Firme Costa, 43 anos, morador da comunidade quilombola de Lage dos Negros, em Campo Formoso, disse que a instalação da escola de 2º grau é uma necessidade urgente, pois o povoado onde mora fica a 120 quilômetros de Juazeiro e 96 de Campo Formoso. “Cerca de 190 jovens se formam por ano, mas, para isso, precisam se deslocar para a cidade e os que não podem se deslocar, infelizmente, ficam sem estudar”.
Essa realidade está em pleno processo de transformação na Bahia, conta a diretora de Inclusão e Diversidade da Secretaria da Educação, Tânia Miranda. “Este foi o primeiro Governo que incluiu como prioridade pública a educação para as comunidades quilombolas”.

Conquistas

A coordenadora de Educação para as Relações Étnico Raciais e Diversidade, Nádia Cardoso, disse que, mais do que implantar a Lei nº 11.645, de março de 2008, que define os conteúdos didáticos respeitando as especificidades dos afrodescendentes, a Secretaria da Educação do Estado (SEC) estabelece como compromisso político prioritário a educação para as relações étnico-raciais e a ampliação do efeito de políticas públicas educacionais de reparação e inclusão de negros e negras na escolarização formal na Bahia.

“Estas conquistas foram tardias, porém excelentes.
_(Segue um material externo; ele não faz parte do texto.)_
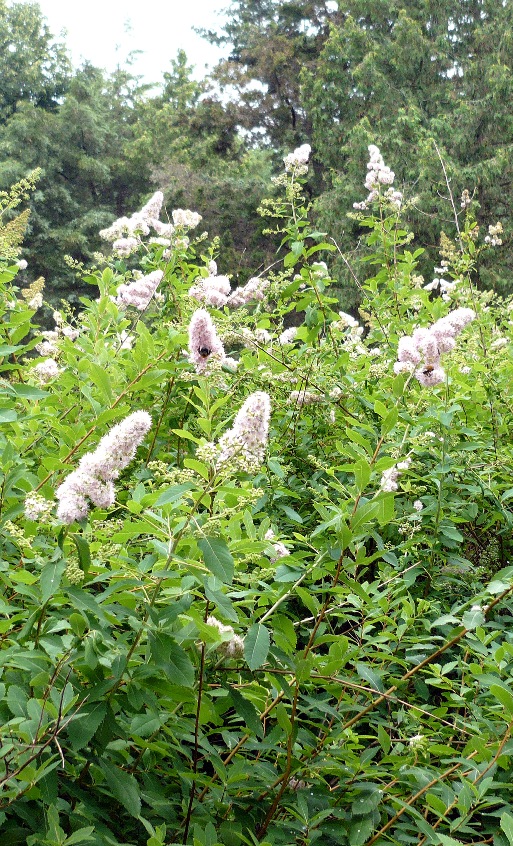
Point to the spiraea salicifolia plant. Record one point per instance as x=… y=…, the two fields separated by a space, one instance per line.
x=243 y=533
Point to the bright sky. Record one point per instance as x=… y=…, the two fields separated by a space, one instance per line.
x=105 y=31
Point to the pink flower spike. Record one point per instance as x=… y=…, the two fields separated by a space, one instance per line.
x=203 y=340
x=244 y=444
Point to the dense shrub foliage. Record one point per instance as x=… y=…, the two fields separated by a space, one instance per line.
x=255 y=553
Para nós, era muito ruim não estarmos em nenhuma esfera da sociedade, sendo considerados somente escravos”, afirma a presidente da Associação de Povos Remanescentes de Quilombos, do Distrito de Segredo, em Santos Soares, Rita Xavier, 48 anos. Ela já observa mudanças na sua comunidade. “Muitas pessoas já estão se aceitando mais, gostando do seu cabelo, da cor e de suas tradições e lutando por suas idéias”, diz

Formação

Em pouco mais de um ano, a SEC já capacitou cerca de três mil professores da rede estadual para a adoção dos novos conteúdos educativos focados no respeito à história e identidade dos afrodescendentes que ajudam a construir o país e cuja marca está gravada na cultura popular.

Em setembro, foi assinado um pacto de cooperação entre os governos federal, da Bahia e 89 municípios baianos. O objetivo é desenvolver políticas públicas de promoção à educação quilombola e também o de viabilizar acordos institucionais para a construção de escolas nessas comunidades.

A perspectiva é que essa parceria se amplie para a elaboração de material didático específico e do programa de formação continuada de professores, afirma a diretora de Inclusão e Diversidade da Secretaria da Educação, Tânia Miranda, alertando ainda para a necessidade do comprometimento dos governos e sociedade para reverter a difícil realidade das comunidades quilombolas, onde vivem afrodescendentes remanescentes de pessoas que lutaram contra a escravidão.

Histórico

A Bahia é o estado com o maior número de população quilombola do Brasil, com cerca de 500 comunidades distribuídas por praticamente todos os territórios. Dessas, 300 já foram certificadas pela Fundação Palmares, do total de 1.340 comunidades certificadas no Brasil.

A vida na maioria das comunidades quilombolas do país está submetida a situações de vulnerabilidade e insegurança, relacionadas, em grande parte, aos conflitos sobre a posse de terras e à precariedade da infraestrutura básica para a manutenção das condições de saúde, segurança e educação.

As escolas, geralmente, estão situadas longe das casas dos alunos e, muitas vezes, o caminho para se chegar até elas não é asfaltado, o que dificulta a caminhada. Além disso, a infraestrutura, a insuficiência de professores e a inadequação dos materiais didáticos para lidar com questões específicas da cultura e das histórias africana e afro-brasileira prejudicam o aprendizado das crianças e adolescentes.